De acordo com o MPRJ, os fatos narrados denunciam que, no site da Naturgy, o cliente que deseja enviar mensagem à concessionária é obrigado a autorizar o uso de dados pessoais pela empresa, terceirizadas e parceiras para ações comerciais, promocionais ou de marketing. Isso porque a autorização é de preenchimento obrigatório, sem o qual não é possível concluir o envio da mensagem.

O MPRJ informou que foi expedido um ofício do promotor Rodrigo Terra à companhia, com requerimento para que a empresa se manifeste sobre as denúncias em até 30 dias. A distribuidora terá de esclarecer se as alegações procedem e quais são as medidas tomadas para sanar o problema, além de apresentar documentação comprobatória das providências adotadas.

Em nota, a Naturgy afirmou que "cumpre todas as determinações da Lei Geral de Proteção de Dados (LGPD) e todos os tratamentos feitos pela companhia possuem base legal dentro dessa legislação.
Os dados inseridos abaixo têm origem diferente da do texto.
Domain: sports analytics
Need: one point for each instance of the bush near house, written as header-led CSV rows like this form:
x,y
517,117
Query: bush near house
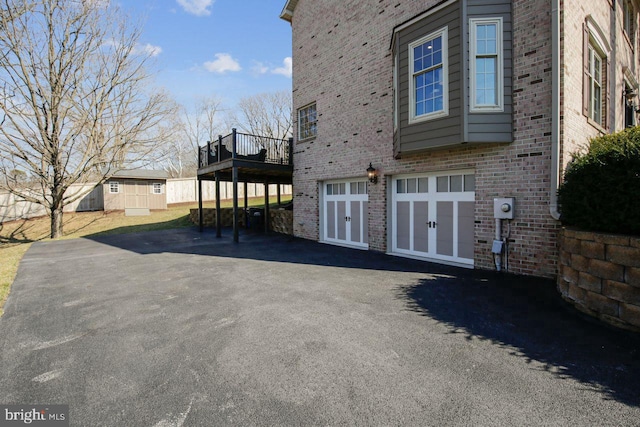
x,y
601,189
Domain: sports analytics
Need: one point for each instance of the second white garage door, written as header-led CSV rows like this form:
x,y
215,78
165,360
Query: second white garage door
x,y
345,209
433,216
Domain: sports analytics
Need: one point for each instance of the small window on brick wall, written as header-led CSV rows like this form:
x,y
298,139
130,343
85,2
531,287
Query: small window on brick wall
x,y
307,122
629,22
595,86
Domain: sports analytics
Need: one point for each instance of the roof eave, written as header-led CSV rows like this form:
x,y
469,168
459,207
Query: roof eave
x,y
287,11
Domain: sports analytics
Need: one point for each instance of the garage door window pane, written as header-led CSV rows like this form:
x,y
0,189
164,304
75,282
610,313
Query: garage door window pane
x,y
456,183
469,183
423,185
400,186
412,185
443,184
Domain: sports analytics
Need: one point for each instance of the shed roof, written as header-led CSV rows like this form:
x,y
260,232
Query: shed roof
x,y
141,174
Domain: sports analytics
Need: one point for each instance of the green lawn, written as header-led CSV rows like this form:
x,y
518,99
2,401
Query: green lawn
x,y
16,236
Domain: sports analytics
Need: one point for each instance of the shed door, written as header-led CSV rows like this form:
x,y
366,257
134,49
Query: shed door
x,y
433,216
136,194
346,205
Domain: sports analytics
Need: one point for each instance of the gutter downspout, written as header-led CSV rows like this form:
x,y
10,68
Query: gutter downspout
x,y
555,109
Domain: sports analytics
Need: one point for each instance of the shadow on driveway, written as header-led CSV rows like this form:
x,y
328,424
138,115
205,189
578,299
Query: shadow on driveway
x,y
527,316
522,314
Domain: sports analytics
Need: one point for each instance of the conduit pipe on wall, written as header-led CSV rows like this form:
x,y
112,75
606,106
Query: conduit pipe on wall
x,y
555,109
497,255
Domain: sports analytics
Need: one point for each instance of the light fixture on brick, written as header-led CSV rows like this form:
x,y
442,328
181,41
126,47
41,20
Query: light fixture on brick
x,y
372,174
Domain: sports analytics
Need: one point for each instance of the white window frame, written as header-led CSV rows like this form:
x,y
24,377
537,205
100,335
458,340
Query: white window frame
x,y
413,118
315,122
499,90
596,83
629,21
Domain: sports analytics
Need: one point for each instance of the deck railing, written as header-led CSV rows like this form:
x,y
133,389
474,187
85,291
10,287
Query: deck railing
x,y
242,146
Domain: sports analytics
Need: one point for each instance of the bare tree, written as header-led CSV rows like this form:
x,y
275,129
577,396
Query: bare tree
x,y
266,114
74,98
196,127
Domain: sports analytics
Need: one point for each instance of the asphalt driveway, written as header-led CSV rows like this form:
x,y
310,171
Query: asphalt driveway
x,y
180,328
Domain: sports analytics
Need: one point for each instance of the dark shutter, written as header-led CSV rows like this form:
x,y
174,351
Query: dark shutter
x,y
585,74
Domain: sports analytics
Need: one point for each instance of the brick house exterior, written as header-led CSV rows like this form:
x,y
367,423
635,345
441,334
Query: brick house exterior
x,y
357,102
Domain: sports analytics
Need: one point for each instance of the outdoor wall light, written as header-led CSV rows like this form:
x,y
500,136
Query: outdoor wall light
x,y
372,174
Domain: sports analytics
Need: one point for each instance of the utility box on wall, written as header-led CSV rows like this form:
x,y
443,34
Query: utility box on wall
x,y
504,208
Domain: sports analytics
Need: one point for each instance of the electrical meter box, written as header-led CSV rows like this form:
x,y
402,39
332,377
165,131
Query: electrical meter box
x,y
504,208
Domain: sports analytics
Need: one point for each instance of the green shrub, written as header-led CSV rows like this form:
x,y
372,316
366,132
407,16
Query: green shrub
x,y
601,189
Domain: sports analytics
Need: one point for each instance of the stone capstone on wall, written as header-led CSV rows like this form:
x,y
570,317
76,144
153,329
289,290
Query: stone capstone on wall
x,y
600,275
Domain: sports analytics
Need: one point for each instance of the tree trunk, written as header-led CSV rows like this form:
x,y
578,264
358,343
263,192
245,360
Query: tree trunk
x,y
56,222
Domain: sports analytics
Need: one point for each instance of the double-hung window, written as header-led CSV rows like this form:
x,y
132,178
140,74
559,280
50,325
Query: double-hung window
x,y
629,21
595,73
486,82
596,79
307,122
428,94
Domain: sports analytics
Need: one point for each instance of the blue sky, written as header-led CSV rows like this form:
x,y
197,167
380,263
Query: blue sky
x,y
227,48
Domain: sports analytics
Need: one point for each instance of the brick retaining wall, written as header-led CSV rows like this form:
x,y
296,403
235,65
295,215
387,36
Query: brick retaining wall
x,y
600,275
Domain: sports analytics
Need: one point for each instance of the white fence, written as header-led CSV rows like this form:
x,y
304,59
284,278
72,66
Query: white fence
x,y
182,190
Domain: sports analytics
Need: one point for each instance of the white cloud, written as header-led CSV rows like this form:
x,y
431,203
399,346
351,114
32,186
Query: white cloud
x,y
223,63
259,68
196,7
286,69
152,50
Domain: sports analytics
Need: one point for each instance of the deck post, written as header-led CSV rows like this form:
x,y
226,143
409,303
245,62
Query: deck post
x,y
279,203
246,205
200,212
234,173
266,206
290,151
218,210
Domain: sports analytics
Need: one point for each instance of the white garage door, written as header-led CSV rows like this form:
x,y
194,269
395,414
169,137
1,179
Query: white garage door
x,y
433,216
345,207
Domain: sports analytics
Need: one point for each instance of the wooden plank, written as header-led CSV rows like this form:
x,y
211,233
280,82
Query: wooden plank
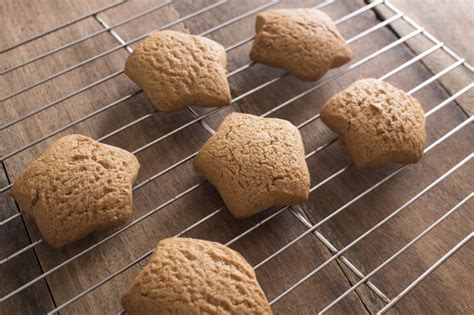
x,y
459,38
306,255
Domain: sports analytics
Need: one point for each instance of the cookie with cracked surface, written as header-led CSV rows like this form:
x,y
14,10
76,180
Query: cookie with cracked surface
x,y
176,70
305,42
255,163
190,276
378,123
77,186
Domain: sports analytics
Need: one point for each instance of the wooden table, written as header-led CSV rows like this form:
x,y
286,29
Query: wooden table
x,y
450,289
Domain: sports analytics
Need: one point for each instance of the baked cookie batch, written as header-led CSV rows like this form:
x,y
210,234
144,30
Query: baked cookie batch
x,y
79,185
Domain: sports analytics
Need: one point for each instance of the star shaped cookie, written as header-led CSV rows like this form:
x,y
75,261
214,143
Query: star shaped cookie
x,y
305,42
255,163
77,186
378,123
176,70
190,276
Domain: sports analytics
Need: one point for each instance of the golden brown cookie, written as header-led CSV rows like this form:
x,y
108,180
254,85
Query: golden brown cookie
x,y
77,186
190,276
377,122
176,70
305,42
255,163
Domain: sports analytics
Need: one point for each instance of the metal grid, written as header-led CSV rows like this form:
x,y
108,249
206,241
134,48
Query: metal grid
x,y
337,254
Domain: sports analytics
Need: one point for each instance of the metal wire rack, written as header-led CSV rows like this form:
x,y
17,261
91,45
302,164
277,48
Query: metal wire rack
x,y
337,253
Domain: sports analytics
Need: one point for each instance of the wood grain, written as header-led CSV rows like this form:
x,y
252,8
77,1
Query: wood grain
x,y
281,272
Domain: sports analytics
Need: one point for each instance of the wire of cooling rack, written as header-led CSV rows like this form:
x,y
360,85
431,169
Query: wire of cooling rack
x,y
68,23
311,228
89,36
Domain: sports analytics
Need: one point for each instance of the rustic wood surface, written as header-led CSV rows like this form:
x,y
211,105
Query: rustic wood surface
x,y
448,290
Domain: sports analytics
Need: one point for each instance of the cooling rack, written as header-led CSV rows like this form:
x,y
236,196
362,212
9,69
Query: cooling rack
x,y
314,223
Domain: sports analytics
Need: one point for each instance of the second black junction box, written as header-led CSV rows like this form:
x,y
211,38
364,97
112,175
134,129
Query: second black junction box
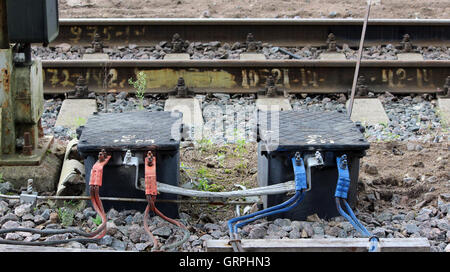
x,y
323,134
136,132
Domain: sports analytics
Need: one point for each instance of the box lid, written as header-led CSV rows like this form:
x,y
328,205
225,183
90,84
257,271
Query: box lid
x,y
308,131
139,130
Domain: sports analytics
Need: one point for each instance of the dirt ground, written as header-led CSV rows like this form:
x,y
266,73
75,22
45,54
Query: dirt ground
x,y
254,8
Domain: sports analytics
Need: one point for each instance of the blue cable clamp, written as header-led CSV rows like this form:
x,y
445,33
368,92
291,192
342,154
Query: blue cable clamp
x,y
299,173
343,183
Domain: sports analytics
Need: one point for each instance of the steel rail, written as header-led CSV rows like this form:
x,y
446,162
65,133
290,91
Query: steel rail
x,y
241,76
278,32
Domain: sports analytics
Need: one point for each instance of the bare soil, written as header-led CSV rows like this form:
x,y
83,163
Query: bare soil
x,y
254,8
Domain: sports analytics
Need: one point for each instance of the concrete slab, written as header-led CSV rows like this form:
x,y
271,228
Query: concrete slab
x,y
444,109
192,115
410,56
177,56
368,111
75,112
95,56
45,175
332,56
273,104
252,56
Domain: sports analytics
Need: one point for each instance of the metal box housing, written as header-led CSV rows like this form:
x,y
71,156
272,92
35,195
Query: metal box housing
x,y
282,134
139,132
32,21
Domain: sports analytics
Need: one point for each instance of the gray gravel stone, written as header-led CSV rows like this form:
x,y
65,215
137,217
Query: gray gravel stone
x,y
163,232
106,240
257,232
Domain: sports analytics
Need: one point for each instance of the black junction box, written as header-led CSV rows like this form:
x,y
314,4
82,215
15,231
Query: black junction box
x,y
32,21
137,132
331,134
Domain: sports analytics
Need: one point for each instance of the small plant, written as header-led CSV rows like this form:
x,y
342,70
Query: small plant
x,y
140,85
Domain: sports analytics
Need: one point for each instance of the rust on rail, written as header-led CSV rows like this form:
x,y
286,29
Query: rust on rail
x,y
295,76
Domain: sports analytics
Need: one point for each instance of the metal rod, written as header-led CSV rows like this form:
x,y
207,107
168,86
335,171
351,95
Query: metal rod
x,y
361,44
87,198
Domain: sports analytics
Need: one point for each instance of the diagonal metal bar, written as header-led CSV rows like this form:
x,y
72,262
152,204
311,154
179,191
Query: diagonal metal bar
x,y
361,44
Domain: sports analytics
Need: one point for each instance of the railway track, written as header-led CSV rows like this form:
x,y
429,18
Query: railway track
x,y
279,32
249,76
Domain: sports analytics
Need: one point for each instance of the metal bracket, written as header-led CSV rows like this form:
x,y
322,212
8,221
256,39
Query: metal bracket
x,y
129,160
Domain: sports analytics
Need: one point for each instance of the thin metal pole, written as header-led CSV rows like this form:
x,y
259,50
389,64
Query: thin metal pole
x,y
361,44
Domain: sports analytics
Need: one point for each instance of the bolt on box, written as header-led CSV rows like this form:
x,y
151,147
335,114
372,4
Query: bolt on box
x,y
319,137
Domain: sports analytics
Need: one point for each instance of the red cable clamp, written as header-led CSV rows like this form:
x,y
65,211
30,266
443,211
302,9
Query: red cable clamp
x,y
150,175
97,169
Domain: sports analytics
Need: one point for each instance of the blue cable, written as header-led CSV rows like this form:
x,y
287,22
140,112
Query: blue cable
x,y
300,185
342,188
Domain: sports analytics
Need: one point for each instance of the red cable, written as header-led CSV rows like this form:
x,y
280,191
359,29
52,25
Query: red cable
x,y
147,228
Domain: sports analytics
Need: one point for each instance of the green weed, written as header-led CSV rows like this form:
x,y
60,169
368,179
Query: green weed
x,y
140,85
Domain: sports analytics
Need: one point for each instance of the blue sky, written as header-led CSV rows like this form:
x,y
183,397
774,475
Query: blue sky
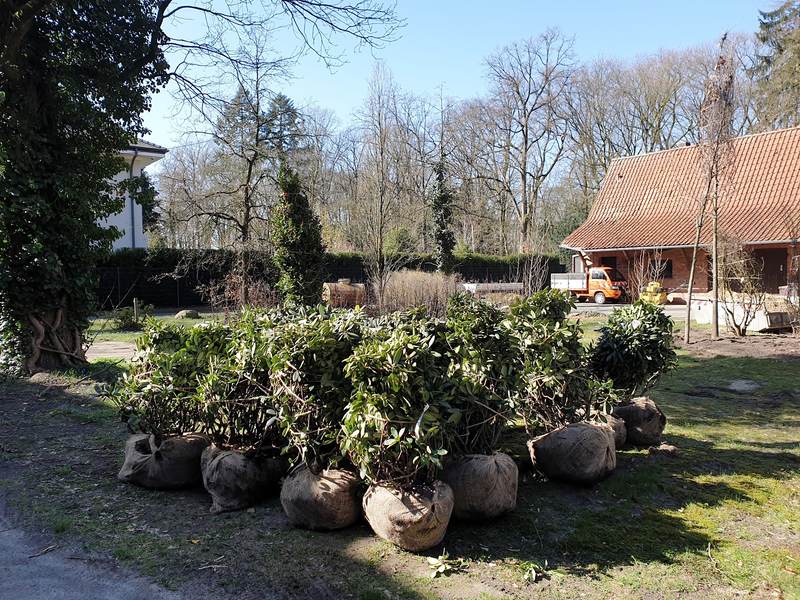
x,y
445,42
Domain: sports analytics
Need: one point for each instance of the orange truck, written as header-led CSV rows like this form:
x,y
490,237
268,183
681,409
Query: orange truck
x,y
602,284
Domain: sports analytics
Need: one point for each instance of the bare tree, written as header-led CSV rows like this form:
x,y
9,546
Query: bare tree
x,y
530,82
741,286
717,163
377,191
646,266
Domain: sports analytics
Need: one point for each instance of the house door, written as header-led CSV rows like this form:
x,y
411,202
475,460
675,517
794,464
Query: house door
x,y
774,261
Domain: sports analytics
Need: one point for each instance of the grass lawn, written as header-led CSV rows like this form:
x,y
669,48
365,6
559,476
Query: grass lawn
x,y
721,519
103,329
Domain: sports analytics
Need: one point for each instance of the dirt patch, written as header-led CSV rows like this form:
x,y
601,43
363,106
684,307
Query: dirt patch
x,y
779,346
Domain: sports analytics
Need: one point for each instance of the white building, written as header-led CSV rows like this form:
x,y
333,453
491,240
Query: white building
x,y
129,220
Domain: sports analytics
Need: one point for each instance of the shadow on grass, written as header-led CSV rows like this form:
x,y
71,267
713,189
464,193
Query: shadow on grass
x,y
58,466
637,515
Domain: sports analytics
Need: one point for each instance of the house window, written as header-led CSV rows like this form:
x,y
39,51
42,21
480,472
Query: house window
x,y
608,261
660,269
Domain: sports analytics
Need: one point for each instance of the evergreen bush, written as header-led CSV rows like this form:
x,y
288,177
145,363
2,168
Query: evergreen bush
x,y
159,394
635,348
395,428
310,387
297,236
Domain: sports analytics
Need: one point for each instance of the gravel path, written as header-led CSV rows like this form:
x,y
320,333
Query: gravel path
x,y
113,350
39,569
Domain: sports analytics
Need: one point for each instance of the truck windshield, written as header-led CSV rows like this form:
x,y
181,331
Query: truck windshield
x,y
615,275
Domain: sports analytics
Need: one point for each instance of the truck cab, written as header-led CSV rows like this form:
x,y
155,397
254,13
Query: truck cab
x,y
604,283
601,284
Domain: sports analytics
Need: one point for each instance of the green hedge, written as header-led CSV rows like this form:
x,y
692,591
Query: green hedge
x,y
145,273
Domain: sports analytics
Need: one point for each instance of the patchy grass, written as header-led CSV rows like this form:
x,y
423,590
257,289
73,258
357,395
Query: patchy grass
x,y
721,519
103,329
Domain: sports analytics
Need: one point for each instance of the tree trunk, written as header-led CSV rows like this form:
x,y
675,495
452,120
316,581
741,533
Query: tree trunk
x,y
56,343
714,275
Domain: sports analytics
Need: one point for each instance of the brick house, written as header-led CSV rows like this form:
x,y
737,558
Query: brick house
x,y
648,204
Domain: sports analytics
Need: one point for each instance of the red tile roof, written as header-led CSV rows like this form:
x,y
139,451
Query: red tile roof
x,y
652,200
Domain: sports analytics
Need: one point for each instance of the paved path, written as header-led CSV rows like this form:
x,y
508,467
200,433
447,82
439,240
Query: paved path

Assim que for notificada, a Naturgy apresentará todos os esclarecimentos necessários ao Ministério Público".

A Agência Reguladora de Energia e Saneamento Básico do Estado do Rio de Janeiro (Agenersa) também foi oficiada e terá o mesmo prazo para dar informações sobre a regularidade da conduta da investigada e a existência de procedimento administrativo referente ao fato investigado.